5. Un improvisado cirujano
En la casa de Elías Álvarez reinaba el desorden. La niña, recostada en un catre, se quejaba. El general se agachó para revisarle la pierna: un pedazo de hueso astillado se asomaba entre las carnes. La chiquilla, mirando la herida, gritaba asustada.
—Necesito agua hervida, señora, — ordenó—.¡ Y ustedes, súbanla con cuidado al mostrador! ¡Miguel, dame el botiquín que traes en el caballo!
—Sí, señor.
Recostada sobre una cobija que habían puesto en el mostrador, la niña abría sus ojos espantada como una lagartija.
—¿Cómo te llamas, pequeña?
—Margarita —dijo sollozando.
—No te preocupes, Margarita, te vamos a curar pero te va a doler un poquito. Mira, vas a morder este pañuelo, si te duele, me levantas la mano. ¿Me entendiste?
—Sí, sí, pero no me vaya a cortar la pierna —suplicó.
—No te preocupes.
Habían traído agua caliente en una palangana y unas toallas. El general se lavó las manos, luego abrió su maletín y sacó unos frascos con polvos, ungüento y vendas.
—¡Ahora sí! —dijo enérgico—¡ Agárrenla con fuerza de los brazos y piernas y no la suelten! ¡Margarita, muerde fuerte el pañuelo!
Al contacto de la gasa con el agua caliente sobre su piel, la niña dio un alarido y perdió el conocimiento.
—Mejor así, —murmuró el improvisado cirujano—. A ver si puedo colocar el hueso. Sería una lástima que esta muchachita no vuelva a caminar como Dios manda.
Luego se dio a la tarea de acomodar en su lugar la tibia fracturada. Sus manos buscaban afanosamente como embonar una parte del hueso con la otra; varias mujeres miraban la escena con ojos de tristeza.
—Una vez, −comentó el general −así curé a un becerro que se había quebrado una pata, pero luego se puso muy triste y tuvimos que matarlo… ¡Oiga, señorita, no se espante! la niña va a quedar bien, mejor busque unas tablitas para inmovilizarla.

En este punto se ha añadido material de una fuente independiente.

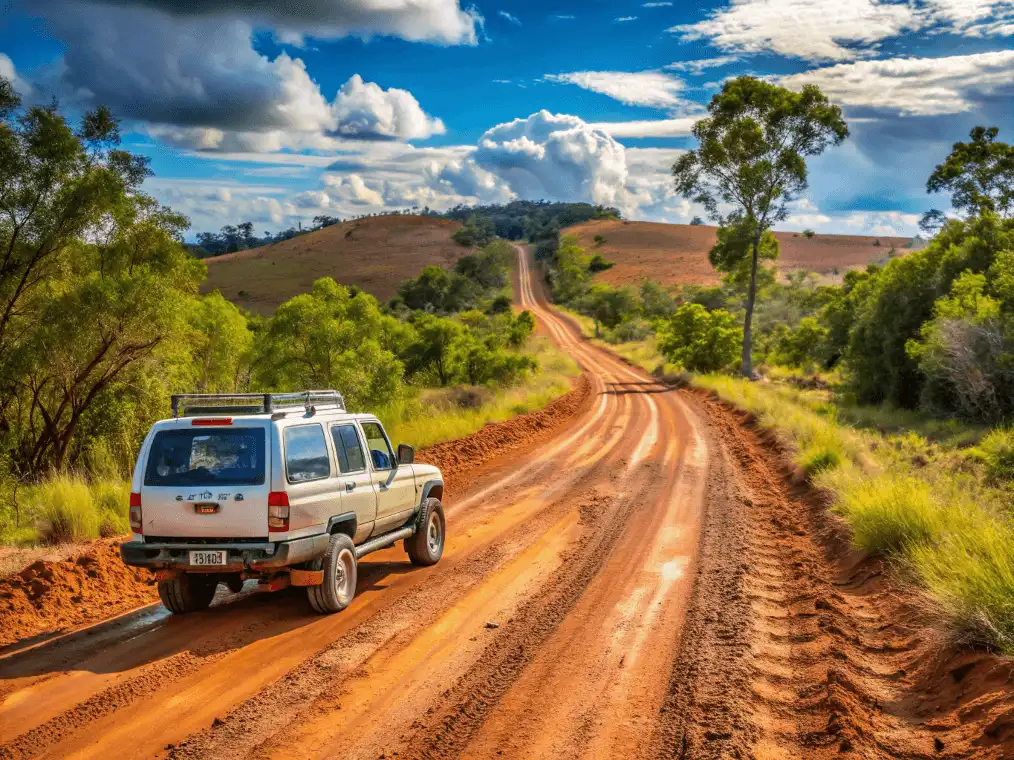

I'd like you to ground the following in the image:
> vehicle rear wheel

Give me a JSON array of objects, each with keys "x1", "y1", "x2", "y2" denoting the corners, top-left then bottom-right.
[
  {"x1": 158, "y1": 573, "x2": 218, "y2": 615},
  {"x1": 306, "y1": 533, "x2": 359, "y2": 613},
  {"x1": 405, "y1": 499, "x2": 447, "y2": 567}
]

El esfuerzo y el calor de la tarde lo hacían sudar; con su pañuelo se limpiaba la frente. Cuando comprendió que había terminado y los pedazos de hueso parecían encajados, comenzó a colocar las vendas con cuidado. El anfitrión, lo mismo que las mujeres, lo veían admirados.
—No creí que supiera curar este tipo de fracturas, general. Yo sabía que sacaba muelas, pero esto es más complicado.
—Así es don Elías, en esta vida hay que saber de todo, por eso tomé un curso por correspondencia —dijo a manera de broma—.
−¡Ah, que mi general!
−Tengo también unos venenos de víbora que son muy buenos para curar enfermedades.
−¡Venga, le invito una cerveza! Vamos a brindar por el éxito de la operación.
−Vamos! Mi asistente se encargará de entablillarla.
Los dos caminaron hacia el patio. Al pasar por la cocina vieron a la abuela tostando café en un comal, consternada. Ya le habían dicho lo que causó su momento de cólera. Rodolfo se le acercó, estimaba a esa señora pues era madre de Leoncio y varias veces había comido en su casa.
—No se preocupe, señora Nicolasa, la niña va a quedar bien —exclamó el general a manera de consuelo−. Consiga un manojo de hojas de chotomitillo y lo pone a hervir; luego lava la herida con cuidado, eso le ayudará a cicatrizar.